Academically, she has engaged former Penn President Sheldon Hackney in creating a class she thought would be of interest - "Alternative Americas," detailing a kind of history and evolution of the left. It will be offered in Spring 1999 and will be taught by Hackney, who will offer it under General Honors and History.
Such options and opportunities are especially encouraged with the Ben Franklin Scholarship program, which also facilitates processes related to student research and scholarship searches.
Tucker had explored radical literature as a National Endowment for the Humanities Younger Scholars research project and asked Hackney if he could recommend anyone to teach the course. He said, "I'd like to teach something like that," according to Tucker.
Similarly, an interest in scholarly writing on campus led Tucker to help create the King's Court/English College House Forum for Penn Authors. The idea came from the faculty, but it was Tucker who, armed with some public relations and special-events training, stepped in and said, "Let me do it."
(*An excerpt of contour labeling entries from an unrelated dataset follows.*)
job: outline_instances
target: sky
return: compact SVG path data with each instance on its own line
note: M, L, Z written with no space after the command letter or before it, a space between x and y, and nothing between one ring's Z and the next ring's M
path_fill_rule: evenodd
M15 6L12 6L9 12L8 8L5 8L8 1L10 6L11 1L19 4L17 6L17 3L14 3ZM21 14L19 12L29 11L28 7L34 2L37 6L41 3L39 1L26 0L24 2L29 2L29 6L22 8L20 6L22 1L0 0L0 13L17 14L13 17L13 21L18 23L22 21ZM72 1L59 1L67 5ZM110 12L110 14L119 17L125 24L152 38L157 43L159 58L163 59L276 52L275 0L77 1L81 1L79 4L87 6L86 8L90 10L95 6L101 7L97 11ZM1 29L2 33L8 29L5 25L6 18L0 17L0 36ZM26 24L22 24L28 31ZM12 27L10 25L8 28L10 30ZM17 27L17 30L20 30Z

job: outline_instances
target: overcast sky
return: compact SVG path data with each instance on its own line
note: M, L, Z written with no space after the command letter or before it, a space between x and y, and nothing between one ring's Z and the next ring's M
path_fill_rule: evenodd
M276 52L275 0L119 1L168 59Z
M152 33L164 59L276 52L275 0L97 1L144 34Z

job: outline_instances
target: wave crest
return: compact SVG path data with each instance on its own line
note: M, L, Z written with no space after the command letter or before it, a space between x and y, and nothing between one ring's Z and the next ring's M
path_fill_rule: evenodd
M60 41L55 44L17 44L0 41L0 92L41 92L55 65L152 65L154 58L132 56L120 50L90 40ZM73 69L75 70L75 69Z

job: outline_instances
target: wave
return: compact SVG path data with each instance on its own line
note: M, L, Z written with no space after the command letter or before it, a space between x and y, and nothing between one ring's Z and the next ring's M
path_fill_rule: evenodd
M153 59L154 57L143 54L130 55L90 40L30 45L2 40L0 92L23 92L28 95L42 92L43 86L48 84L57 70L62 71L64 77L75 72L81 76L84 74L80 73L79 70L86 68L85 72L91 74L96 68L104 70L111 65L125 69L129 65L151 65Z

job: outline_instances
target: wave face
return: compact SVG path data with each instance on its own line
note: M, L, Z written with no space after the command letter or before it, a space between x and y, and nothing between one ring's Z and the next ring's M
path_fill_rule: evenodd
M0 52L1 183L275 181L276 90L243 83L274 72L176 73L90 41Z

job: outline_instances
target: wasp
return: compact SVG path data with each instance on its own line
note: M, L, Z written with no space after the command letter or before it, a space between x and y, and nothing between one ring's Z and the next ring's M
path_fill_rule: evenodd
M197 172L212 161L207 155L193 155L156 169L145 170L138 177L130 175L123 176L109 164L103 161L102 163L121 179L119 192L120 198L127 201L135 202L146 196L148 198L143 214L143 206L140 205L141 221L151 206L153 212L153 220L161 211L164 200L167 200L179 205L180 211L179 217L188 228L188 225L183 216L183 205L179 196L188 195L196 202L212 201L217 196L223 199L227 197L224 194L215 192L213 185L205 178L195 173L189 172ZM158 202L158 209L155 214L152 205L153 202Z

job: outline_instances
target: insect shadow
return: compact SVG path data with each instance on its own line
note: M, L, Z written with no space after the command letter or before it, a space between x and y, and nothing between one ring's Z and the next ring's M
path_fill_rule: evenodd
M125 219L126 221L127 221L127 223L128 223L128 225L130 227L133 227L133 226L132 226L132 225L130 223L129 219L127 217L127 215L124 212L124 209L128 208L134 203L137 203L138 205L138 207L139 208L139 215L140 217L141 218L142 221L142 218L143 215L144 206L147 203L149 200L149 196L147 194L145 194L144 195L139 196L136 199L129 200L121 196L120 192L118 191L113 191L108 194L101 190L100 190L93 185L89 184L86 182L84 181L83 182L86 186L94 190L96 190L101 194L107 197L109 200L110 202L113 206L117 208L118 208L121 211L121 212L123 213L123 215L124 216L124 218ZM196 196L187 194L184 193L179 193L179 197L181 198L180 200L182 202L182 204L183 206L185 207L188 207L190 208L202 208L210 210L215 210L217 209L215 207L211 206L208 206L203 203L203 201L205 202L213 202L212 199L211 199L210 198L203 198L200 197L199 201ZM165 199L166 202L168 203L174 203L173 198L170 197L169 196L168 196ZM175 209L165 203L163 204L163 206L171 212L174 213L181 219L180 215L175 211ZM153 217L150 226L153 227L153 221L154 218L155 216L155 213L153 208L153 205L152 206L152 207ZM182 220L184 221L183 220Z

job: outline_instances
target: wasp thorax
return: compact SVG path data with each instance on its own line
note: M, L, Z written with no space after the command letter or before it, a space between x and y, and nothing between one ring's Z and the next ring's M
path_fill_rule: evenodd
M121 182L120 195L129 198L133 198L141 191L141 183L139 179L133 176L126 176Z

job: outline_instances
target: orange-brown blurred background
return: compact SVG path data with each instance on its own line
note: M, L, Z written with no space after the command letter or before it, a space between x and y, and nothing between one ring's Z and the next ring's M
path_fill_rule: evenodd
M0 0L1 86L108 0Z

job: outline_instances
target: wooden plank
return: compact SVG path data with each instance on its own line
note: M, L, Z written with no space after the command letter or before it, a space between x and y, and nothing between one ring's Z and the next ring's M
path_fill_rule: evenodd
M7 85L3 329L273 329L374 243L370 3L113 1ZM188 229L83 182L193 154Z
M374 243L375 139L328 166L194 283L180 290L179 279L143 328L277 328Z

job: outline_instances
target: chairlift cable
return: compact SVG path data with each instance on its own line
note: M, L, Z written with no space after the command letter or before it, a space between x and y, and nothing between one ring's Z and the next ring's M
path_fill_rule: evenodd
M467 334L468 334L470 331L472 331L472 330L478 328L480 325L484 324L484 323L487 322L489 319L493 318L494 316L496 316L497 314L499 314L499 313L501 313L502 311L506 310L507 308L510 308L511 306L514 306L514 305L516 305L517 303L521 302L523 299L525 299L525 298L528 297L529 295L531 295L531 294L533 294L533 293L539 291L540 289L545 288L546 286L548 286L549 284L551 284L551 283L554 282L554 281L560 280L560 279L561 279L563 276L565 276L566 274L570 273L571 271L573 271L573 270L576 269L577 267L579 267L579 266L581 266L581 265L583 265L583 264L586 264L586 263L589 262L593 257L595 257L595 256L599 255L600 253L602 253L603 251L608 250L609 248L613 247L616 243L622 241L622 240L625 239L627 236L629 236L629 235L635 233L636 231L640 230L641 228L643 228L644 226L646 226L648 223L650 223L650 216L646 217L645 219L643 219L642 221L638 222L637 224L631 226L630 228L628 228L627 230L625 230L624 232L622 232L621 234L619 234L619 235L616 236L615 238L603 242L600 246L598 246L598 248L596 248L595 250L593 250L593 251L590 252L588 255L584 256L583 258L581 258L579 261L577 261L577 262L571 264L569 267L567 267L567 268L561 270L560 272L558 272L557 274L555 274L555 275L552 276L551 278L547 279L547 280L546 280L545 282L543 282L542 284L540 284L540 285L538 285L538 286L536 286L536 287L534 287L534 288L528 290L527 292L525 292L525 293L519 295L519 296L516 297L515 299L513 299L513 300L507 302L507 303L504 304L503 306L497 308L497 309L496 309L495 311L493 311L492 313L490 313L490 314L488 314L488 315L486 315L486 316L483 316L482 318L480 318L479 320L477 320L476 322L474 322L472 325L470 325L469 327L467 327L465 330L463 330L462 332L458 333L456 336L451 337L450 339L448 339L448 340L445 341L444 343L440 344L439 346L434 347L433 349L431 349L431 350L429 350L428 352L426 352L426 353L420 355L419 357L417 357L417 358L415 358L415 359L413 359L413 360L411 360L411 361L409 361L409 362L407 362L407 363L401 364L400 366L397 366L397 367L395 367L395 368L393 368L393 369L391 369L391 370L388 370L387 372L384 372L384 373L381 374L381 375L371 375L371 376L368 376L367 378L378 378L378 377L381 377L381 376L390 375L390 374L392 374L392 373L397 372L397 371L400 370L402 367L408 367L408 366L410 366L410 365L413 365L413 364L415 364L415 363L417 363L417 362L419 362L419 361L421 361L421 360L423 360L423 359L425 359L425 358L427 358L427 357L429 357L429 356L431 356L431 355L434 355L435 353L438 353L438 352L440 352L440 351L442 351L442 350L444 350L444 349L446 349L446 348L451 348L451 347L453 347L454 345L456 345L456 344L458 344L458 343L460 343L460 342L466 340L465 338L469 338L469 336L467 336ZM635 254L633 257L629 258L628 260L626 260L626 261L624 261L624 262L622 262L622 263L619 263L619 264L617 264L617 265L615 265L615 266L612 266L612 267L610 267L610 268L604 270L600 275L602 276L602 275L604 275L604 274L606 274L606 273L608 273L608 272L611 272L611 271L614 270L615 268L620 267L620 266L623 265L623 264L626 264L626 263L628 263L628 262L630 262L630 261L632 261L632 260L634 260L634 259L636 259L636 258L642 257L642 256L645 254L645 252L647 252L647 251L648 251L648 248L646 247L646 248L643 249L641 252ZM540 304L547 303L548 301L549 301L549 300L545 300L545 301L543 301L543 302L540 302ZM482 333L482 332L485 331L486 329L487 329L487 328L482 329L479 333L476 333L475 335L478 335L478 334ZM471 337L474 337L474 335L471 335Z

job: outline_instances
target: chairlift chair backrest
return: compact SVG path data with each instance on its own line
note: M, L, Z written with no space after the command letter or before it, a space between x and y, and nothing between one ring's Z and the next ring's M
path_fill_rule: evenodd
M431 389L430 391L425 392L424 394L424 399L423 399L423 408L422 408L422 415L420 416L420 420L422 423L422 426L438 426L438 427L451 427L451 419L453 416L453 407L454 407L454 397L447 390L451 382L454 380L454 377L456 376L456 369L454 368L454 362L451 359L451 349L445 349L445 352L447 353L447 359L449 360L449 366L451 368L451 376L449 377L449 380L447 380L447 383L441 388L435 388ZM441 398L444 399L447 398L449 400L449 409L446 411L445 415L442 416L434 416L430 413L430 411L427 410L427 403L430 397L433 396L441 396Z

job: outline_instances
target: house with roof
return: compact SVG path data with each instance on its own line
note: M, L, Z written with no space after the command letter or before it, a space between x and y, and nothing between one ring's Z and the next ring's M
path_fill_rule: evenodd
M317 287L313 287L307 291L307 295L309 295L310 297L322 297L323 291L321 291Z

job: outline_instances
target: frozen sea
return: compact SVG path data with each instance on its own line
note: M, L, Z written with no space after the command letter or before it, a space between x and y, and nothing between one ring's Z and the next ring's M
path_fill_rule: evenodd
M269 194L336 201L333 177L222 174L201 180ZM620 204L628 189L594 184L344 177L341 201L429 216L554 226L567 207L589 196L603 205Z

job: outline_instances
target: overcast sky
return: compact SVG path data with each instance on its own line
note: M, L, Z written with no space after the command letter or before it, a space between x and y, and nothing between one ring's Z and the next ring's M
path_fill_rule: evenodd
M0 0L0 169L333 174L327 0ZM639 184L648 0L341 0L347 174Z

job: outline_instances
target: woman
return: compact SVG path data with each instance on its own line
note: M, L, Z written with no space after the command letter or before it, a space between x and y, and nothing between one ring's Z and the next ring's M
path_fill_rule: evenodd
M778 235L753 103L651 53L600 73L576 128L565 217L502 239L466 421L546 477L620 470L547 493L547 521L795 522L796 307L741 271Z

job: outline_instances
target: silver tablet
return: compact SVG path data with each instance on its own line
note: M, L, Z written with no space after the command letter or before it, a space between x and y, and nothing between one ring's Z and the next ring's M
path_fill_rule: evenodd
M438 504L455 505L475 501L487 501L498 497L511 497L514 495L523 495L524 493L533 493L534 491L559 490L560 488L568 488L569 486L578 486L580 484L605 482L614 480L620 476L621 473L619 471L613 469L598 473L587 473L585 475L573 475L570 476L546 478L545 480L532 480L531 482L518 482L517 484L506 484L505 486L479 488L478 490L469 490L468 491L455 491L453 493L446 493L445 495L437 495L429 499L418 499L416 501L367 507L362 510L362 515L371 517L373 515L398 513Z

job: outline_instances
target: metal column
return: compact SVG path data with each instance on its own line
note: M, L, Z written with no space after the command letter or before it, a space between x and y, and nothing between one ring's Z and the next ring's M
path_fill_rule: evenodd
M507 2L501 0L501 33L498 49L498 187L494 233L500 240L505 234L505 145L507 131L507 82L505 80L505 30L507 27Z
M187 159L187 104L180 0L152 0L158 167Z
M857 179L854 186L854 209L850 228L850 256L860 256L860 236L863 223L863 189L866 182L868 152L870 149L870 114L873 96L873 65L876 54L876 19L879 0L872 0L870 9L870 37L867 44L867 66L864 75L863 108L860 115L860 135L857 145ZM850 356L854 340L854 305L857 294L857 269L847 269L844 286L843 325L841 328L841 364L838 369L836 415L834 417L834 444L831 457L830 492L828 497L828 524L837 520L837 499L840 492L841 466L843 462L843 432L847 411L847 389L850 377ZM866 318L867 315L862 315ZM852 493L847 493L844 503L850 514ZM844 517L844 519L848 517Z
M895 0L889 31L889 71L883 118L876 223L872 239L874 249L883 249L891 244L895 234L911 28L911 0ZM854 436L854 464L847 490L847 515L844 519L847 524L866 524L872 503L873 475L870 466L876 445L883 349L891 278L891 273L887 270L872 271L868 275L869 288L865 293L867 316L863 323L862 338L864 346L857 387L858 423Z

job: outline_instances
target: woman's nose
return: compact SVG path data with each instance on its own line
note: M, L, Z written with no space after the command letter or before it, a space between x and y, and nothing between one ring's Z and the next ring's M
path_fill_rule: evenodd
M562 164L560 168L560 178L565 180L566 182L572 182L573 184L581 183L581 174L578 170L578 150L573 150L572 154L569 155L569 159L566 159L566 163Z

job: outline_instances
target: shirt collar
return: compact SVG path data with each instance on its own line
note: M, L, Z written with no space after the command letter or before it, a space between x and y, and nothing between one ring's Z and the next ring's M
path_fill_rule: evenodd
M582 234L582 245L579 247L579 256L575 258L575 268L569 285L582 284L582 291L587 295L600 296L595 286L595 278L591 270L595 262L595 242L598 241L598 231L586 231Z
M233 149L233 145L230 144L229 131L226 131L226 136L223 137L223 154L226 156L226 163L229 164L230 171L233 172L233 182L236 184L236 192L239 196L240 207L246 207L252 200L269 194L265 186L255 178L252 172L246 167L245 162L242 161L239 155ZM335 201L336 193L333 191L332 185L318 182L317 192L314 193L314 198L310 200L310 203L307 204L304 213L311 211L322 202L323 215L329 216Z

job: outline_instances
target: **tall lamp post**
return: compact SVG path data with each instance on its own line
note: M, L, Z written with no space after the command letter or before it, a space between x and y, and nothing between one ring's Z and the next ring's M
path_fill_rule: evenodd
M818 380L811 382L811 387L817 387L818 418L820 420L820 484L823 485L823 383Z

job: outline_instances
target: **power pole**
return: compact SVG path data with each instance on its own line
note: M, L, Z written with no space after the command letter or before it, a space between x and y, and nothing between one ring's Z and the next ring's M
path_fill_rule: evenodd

It's a statement that rolls easily from Tucker's tongue. Peer advising for the College, advising and working on the steering committee of the Writing Across the University project, three years working with Van Pelt's inter-library loan department, a couple of years volunteering for Saturday Morning School with the Center for Community Partnerships ... Tucker really is connected.
Of the latter involvement in the schools, Tucker gets most excited. "Any interaction with West Philadelphia schools is valuable for Penn students," Tucker said. "It's a great program [Saturday Morning School]. You see a lot of hope, a lot of involved parents; and the first time you see that, it surprises you, if you have any stereotypes of inner-city schools."
This year, involvement with Penn Hillel's community service committee is energizing Tucker - overseeing programs for the homeless, elderly and sick, and creating new, ongoing programs, such as one to befit the disabled. What's most fun for Tucker? "Making it happen," she says matter-of-factly.
Finding balance amid the activities takes Tucker to the Reading Terminal Market in Center City, museums, meals with friends and, for relaxing, aware jaunts down Locust Walk. Oh, and a good meeting - "a really good one, where good decisions get made. I've been so impressed with the leadership abilities of the people I work with. There are so many talented people at Penn.
"A small group of people can make big things happen on this campus."